还有几个ApplicationExitInfo相关字段

mImportance 退出时进程的优先级

运用在前台:100

运用在后台:400

mPss: 退出时进程占用内存

mTimestamp: 进程退出时间戳

目标树立

Crash排查系列第十二篇|如何监控自身进程的lowmemory kill

Crash排查系列第十二篇|如何监控自身进程的lowmemory kill

设备维度剖析

Crash排查系列第十二篇|如何监控自身进程的lowmemory kill

简略探求下lowmemory kill的机制

源码搜索(根据Android 13)

搜索后发现这个原因的杀进程 并不是产生在system_server进程中,而是经过 lmkd进程完结 再告诉到system_server进程 在com.android.server.am.ProcessList 中发现 mAppExitInfoSourceLmkd

/**
 * Bookkeeping low memory kills info from lmkd.
 */
final AppExitInfoExternalSource mAppExitInfoSourceLmkd =
        new AppExitInfoExternalSource("lmkd", ApplicationExitInfo.REASON_LOW_MEMORY);

仓库调试

com.android.server.am.LmkdConnection 中 system_server进程经过LocalSocket与lmkd衔接 lmkd进程杀进程后会告诉到 system_server进程 system_server进程再进行记录

public boolean connect() {
    synchronized (mLmkdSocketLock) {
        if (mLmkdSocket != null) {
            return true;
        }
        // temporary sockets and I/O streams
        final LocalSocket socket = openSocket();
        if (socket == null) {
            Slog.w(TAG, "Failed to connect to lowmemorykiller, retry later");
            return false;
        }
        final OutputStream ostream;
        final InputStream istream;
        try {
            ostream = socket.getOutputStream();
            istream = socket.getInputStream();
        } catch (IOException ex) {
            IoUtils.closeQuietly(socket);
            return false;
        }
        // execute onConnect callback
        if (mListener != null && !mListener.onConnect(ostream)) {
            Slog.w(TAG, "Failed to communicate with lowmemorykiller, retry later");
            IoUtils.closeQuietly(socket);
            return false;
        }
        // connection established
        mLmkdSocket = socket;
        mLmkdOutputStream = ostream;
        mLmkdInputStream = istream;
        mMsgQueue.addOnFileDescriptorEventListener(mLmkdSocket.getFileDescriptor(),
            EVENT_INPUT | EVENT_ERROR,
            new MessageQueue.OnFileDescriptorEventListener() {
                public int onFileDescriptorEvents(FileDescriptor fd, int events) {
                    return fileDescriptorEventHandler(fd, events);
                }
            }
        );
        mLmkdSocketLock.notifyAll();
    }
    return true;
}

        at com.android.server.am.ProcessList$1.handleUnsolicitedMessage(ProcessList.java:810)
        at com.android.server.am.LmkdConnection.processIncomingData(LmkdConnection.java:217)
        at com.android.server.am.LmkdConnection.fileDescriptorEventHandler(LmkdConnection.java:172)
        at com.android.server.am.LmkdConnection.-$$Nest$mfileDescriptorEventHandler(Unknown Source:0)
        at com.android.server.am.LmkdConnection$1.onFileDescriptorEvents(LmkdConnection.java:158)
        at android.os.MessageQueue.dispatchEvents(MessageQueue.java:293)
        at android.os.MessageQueue.nativePollOnce(Native Method)
        at android.os.MessageQueue.next(MessageQueue.java:335)
        at android.os.Looper.loopOnce(Looper.java:161)
        at android.os.Looper.loop(Looper.java:288)
        at android.os.HandlerThread.run(HandlerThread.java:67)
        at com.android.server.ServiceThread.run(ServiceThread.java:44)

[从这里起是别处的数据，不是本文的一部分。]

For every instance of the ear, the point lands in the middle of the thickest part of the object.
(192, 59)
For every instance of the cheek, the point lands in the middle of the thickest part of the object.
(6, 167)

        at com.android.server.am.AppExitInfoTracker.updateExistingExitInfoRecordLocked(AppExitInfoTracker.java:477)
        at com.android.server.am.AppExitInfoTracker.handleNoteProcessDiedLocked(AppExitInfoTracker.java:392)
        at com.android.server.am.AppExitInfoTracker$KillHandler.handleMessage(AppExitInfoTracker.java:1632)
        at android.os.Handler.dispatchMessage(Handler.java:106)
        at android.os.Looper.loopOnce(Looper.java:201)
        at android.os.Looper.loop(Looper.java:288)
        at android.os.HandlerThread.run(HandlerThread.java:67)
        at com.android.server.ServiceThread.run(ServiceThread.java:44)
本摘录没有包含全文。